La verità è che sia i contrappesi che questa  nuova trovata di differenziare il ruolo della Camera da quello del Senato sono solo strumenti propagandistici per cercare di convincere a votare comunque sì, ma in realtà confermano che il taglio del parlamento è un grave errore che può avere gravi conseguenze sul futuro della nostra democrazia. Ciliegina sulla torta: forse non ci si rende conto, presi dall’ansia, che la proposta di rendere identici i requisiti per votare ed essere eletti alla Camera e al Senato, rendendo le camere ancora più identiche tra loro, contraddice la proposta di correggere il  taglio del parlamento con una differenziazione del ruolo delle Camere. Se vincerà il No anche la maggioranza parlamentare attuale avrà tutto il tempo per chiarirsi le idee. D’altra parte lo stesso Zingaretti ha affermato che un’eventuale vittoria del No non avrebbe conseguenze sulla tenuta del governo, uno spauracchio agitato strumentalmente per creare il timore di una possibile caduta del governo. La vita del governo non dipende dal risultato del referendum perché il M5Stelle avrebbe tutto da perdere da una crisi con questa motivazioni che porterebbe dritta a elezioni anticipate, quindi la vera posta in gioco il 20/21 settembre è semplicemente respingere il taglio del parlamento. Taglio del parlamento che anziché impostare un rilancio del ruolo del parlamento, centrale nella nostra democrazia, gli porta un serio colpo che rischia di precipitarlo in una condizione di subalternità, compiendo il primo passo verso il superamento del ruolo del parlamento vaticinato da Davide Casaleggio, nel volgere di qualche decennio. La democrazia parlamentare ha certamente difetti ma è l’unica democrazia che conosciamo e che funziona e sarebbe un errore sottovalutare le conseguenze del taglio del parlamento per poi dovere poi rimpiangere successivamente di non averlo bloccato in tempo votando No al prossimo referendum.

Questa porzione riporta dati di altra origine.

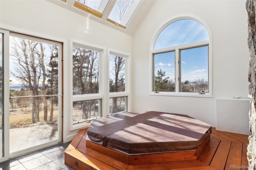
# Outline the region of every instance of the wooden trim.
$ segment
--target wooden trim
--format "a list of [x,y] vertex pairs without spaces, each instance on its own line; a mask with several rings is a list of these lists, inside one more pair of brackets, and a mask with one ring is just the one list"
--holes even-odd
[[81,4],[76,1],[75,1],[74,4],[74,6],[77,8],[78,9],[82,10],[92,15],[94,15],[97,17],[101,18],[103,14],[93,9],[92,9],[89,6],[86,6],[82,4]]
[[116,22],[115,22],[114,21],[112,20],[110,20],[110,19],[107,19],[107,21],[110,22],[111,24],[112,24],[118,27],[119,27],[121,28],[123,28],[124,29],[125,29],[126,28],[126,27],[122,25],[121,25],[120,24]]

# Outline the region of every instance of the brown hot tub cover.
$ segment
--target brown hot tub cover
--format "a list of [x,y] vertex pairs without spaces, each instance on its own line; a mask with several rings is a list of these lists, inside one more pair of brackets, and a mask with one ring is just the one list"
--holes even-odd
[[94,119],[87,140],[127,154],[198,149],[211,125],[186,115],[150,111]]

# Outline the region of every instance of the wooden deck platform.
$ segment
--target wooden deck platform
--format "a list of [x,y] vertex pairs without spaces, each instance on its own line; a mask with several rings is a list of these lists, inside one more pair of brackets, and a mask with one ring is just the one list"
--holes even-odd
[[[87,129],[80,130],[65,151],[65,163],[74,170],[229,170],[235,166],[236,169],[246,170],[248,165],[247,135],[218,131],[214,128],[210,142],[196,159],[180,160],[179,156],[186,157],[183,154],[176,160],[166,159],[150,163],[142,161],[132,165],[102,154],[107,151],[100,153],[86,148]],[[162,158],[151,155],[152,159]]]

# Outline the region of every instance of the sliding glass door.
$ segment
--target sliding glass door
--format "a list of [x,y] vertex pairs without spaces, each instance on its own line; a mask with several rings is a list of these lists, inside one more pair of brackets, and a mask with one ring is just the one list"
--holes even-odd
[[0,162],[61,142],[62,115],[62,43],[1,32]]
[[3,157],[4,153],[4,133],[3,132],[3,113],[4,100],[3,100],[3,37],[2,33],[0,33],[0,158]]

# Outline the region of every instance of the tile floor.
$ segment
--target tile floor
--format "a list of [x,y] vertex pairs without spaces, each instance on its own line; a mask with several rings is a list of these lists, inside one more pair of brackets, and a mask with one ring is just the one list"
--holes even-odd
[[0,163],[0,170],[72,170],[64,164],[64,151],[70,142]]

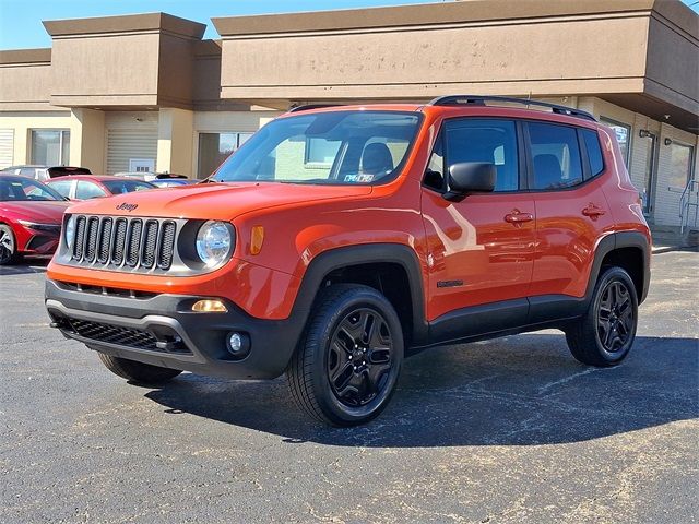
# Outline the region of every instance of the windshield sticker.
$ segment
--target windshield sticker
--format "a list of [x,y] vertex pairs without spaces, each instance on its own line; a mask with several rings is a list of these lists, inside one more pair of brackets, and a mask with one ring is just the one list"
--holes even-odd
[[367,183],[374,180],[374,175],[345,175],[345,182]]

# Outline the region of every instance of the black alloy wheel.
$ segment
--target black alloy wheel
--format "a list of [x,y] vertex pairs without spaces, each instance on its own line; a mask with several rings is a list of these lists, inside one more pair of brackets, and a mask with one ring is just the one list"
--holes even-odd
[[584,315],[566,327],[570,353],[582,364],[609,367],[629,354],[638,325],[638,295],[629,274],[603,267]]
[[597,336],[602,347],[618,352],[635,331],[631,294],[624,282],[612,281],[602,290],[597,306]]
[[328,286],[286,370],[292,397],[331,426],[368,422],[395,391],[403,344],[401,320],[381,293],[359,284]]
[[328,356],[332,392],[346,406],[358,407],[381,393],[393,366],[393,341],[383,315],[369,308],[347,314],[333,333]]

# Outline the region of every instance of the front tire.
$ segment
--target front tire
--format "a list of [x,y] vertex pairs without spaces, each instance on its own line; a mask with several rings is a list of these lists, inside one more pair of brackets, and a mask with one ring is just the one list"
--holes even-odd
[[12,228],[0,224],[0,265],[14,264],[19,260],[17,242]]
[[161,368],[121,357],[97,353],[105,367],[114,374],[141,385],[157,385],[177,377],[179,369]]
[[638,296],[621,267],[605,269],[588,312],[566,330],[570,353],[582,364],[612,367],[629,354],[638,325]]
[[368,286],[320,291],[287,368],[292,396],[310,416],[356,426],[389,403],[403,361],[403,332],[393,306]]

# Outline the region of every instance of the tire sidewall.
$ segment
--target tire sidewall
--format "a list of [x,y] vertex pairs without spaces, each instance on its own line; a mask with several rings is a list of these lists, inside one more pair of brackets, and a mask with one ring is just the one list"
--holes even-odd
[[[346,294],[334,302],[333,308],[328,308],[322,319],[323,327],[319,333],[310,334],[308,341],[312,341],[315,347],[312,372],[313,393],[320,408],[333,422],[340,425],[353,425],[370,420],[381,413],[391,400],[403,362],[403,332],[401,322],[391,303],[378,291],[371,288],[357,288],[354,294]],[[328,377],[328,358],[330,356],[330,342],[337,325],[353,310],[368,308],[380,313],[388,324],[393,343],[393,367],[388,382],[381,393],[365,406],[350,407],[340,402]],[[309,348],[307,347],[307,350]]]
[[[613,282],[621,282],[629,291],[629,296],[631,298],[631,308],[633,313],[633,327],[631,330],[631,334],[626,343],[616,352],[607,352],[604,347],[604,344],[600,340],[600,332],[597,330],[597,311],[600,309],[600,302],[602,301],[603,291],[606,287]],[[631,349],[633,345],[633,341],[636,338],[636,331],[638,327],[638,296],[636,293],[636,286],[633,285],[633,281],[629,276],[629,274],[624,271],[621,267],[609,267],[606,270],[602,276],[600,277],[597,285],[594,291],[594,300],[592,302],[592,309],[590,311],[589,321],[592,322],[592,329],[594,331],[594,340],[596,343],[596,349],[600,355],[606,362],[616,364],[621,361]]]
[[0,224],[0,230],[10,235],[10,239],[12,240],[12,253],[5,260],[0,260],[0,265],[8,265],[13,263],[17,258],[17,239],[14,235],[14,231],[7,224]]

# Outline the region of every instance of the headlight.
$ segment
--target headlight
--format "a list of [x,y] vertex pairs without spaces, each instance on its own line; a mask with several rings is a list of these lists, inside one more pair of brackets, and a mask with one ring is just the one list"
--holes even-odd
[[66,230],[63,231],[66,246],[68,249],[73,249],[73,238],[75,238],[75,215],[71,215],[66,223]]
[[39,222],[17,221],[24,227],[34,229],[35,231],[58,233],[61,230],[60,224],[42,224]]
[[197,234],[197,254],[206,267],[222,265],[230,254],[233,238],[224,222],[205,222]]

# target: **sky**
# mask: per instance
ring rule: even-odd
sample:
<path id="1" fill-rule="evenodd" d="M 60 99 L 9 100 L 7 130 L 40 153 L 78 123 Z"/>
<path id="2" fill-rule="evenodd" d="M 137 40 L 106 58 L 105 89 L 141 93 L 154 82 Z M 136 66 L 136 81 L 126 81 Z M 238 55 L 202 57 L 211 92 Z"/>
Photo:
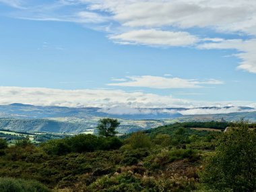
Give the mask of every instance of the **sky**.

La nostra Carta fondamentale non può essere cambiata a seconda delle vere o presunte convenienze di questo o di quel partito, così l’Italia rischia che il taglio del parlamento possa diventare il cavallo di troia per stravolgere la Costituzione, ritenuta fino a qualche anno fa la più bella del mondo anche da PD e LeU. Per cortesia lasciate in pace glorie politiche  del passato, nessuno può seriamente pensare che autorevoli personalità politiche come quelle che vengono richiamate oggi avrebbero mai fatto sceneggiate come Di Maio ed altri con il taglio delle poltrone di carta davanti al parlamento o avrebbero motivato il taglio del parlamento con un ridicolo risparmio di costi.
La vittoria del No diventa ogni giorno sempre più importante di fronte alla confusione e alle contraddizioni della maggioranza che questa iniziativa del Pd non fa altro che confermare.